El amor comienza normalmente por la vista. Tal vez por un flechazo al verla sentada en el banco de un parque o tras encontrártela varias veces en el autobús camino de clase. Si consiguieras oír su voz comenzaría la participación del oído. El amor podría consolidarse en tu pecho al escucharla ternuras o coincidencias con tu forma de ser o podría derrumbarse si hiciera declaraciones como las de Zapatero en alguna cumbre internacional. En tercer lugar vendría el olfato, el olor corporal, su perfume, su champú. Digo en tercer lugar pero hay científicos que lo sitúan en primer lugar ya que son las feromonas las que determinan la elección. Es algo más animal que lógico, eso creo. Incluso afirman que las pocas personas que por lesiones o causas perinatales han perdido el olfato son incapaces de enamorarse y caen en continuas depresiones. Si la cosa va bien, como parece ser, en algún momento entrará en juego el tacto con algún roce de manos fortuito, algo liviano que se irá intensificando poco a poco. Ese es el objetivo, que el roce pase de lo fortuito a lo íntimo. La magia.

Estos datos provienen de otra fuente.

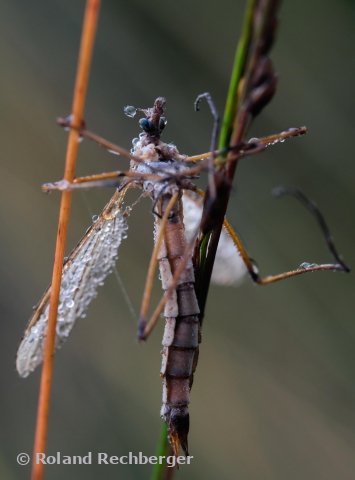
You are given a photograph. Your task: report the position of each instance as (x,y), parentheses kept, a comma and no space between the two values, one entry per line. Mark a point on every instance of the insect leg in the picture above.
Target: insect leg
(102,142)
(215,132)
(106,179)
(304,267)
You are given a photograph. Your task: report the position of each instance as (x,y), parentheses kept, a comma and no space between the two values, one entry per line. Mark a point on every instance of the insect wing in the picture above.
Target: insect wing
(228,268)
(85,270)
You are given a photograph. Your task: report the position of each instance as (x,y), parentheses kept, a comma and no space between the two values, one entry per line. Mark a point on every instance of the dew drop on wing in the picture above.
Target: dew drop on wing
(80,280)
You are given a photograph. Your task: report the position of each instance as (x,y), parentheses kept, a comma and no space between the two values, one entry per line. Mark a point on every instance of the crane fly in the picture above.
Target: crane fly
(163,174)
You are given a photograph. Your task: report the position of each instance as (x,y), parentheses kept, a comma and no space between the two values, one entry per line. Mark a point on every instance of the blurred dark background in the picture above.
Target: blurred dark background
(274,391)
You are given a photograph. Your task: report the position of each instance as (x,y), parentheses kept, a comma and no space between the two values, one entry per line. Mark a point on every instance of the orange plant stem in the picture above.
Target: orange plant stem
(85,55)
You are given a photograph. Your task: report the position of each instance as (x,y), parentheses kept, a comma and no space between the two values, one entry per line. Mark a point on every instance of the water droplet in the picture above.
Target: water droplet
(130,111)
(306,265)
(113,152)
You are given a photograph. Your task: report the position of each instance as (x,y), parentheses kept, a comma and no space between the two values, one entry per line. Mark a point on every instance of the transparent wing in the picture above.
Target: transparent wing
(84,271)
(228,268)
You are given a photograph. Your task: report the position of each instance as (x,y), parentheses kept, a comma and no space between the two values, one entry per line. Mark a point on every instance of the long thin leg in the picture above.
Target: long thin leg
(215,131)
(102,142)
(304,267)
(152,268)
(106,179)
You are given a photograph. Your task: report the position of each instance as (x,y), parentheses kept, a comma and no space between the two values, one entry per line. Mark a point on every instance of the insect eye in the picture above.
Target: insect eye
(145,125)
(162,123)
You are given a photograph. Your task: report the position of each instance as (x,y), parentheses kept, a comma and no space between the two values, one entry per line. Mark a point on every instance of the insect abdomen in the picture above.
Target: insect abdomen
(181,334)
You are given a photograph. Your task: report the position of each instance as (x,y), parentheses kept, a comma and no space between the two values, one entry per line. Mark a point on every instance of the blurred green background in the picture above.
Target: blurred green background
(274,391)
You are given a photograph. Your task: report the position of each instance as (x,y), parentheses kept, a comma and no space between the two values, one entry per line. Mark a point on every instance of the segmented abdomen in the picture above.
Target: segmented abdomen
(182,330)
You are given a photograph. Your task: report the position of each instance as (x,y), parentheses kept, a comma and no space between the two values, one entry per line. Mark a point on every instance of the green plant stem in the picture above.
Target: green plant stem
(158,471)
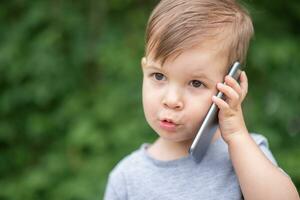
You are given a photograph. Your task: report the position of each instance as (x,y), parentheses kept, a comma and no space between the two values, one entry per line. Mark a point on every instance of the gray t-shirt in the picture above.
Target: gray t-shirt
(139,177)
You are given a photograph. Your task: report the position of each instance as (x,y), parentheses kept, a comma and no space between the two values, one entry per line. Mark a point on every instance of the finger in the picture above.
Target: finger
(222,105)
(234,84)
(244,84)
(232,96)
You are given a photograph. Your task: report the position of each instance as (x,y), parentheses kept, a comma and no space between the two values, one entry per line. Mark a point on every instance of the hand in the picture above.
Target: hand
(231,120)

Quizá con algún abrazo de despedida o alguna caricia amistosa como antesala de lo que parece inexorable: que se complete el ciclo del amor con el gusto justo en el momento en que juntemos nuestros labios en el primer beso.

5 comentarios:

Anónimo dijo...

rachel y puck??
jajaja

Espérame en Siberia dijo...

Conozco besos que empiezan desde la mirada.

¡Mucha luz!

Pintamonadas dijo...

Precioso (:

KomPulK dijo...

siempre es un lacer vovler por aqui

Alexander* dijo...

El primer beso?. Wao yo agregaría que por lo menos cuando se está realmente enamorado. Los 5 sentidos siempre son la antesala ante cualquier situación.

PD: Perdí la noción del tiempo, no sé desde cuando no entraba acá. Pero recuerdo que es uno de los Blogs al que le presto más atención. Saludos. Y gracias por el comentario, fue el que me impulsó a retomar mi blog, lo tenía algo olvidado y tu comentario hizo Magia. Gracias, espero estar muy pronto en contacto.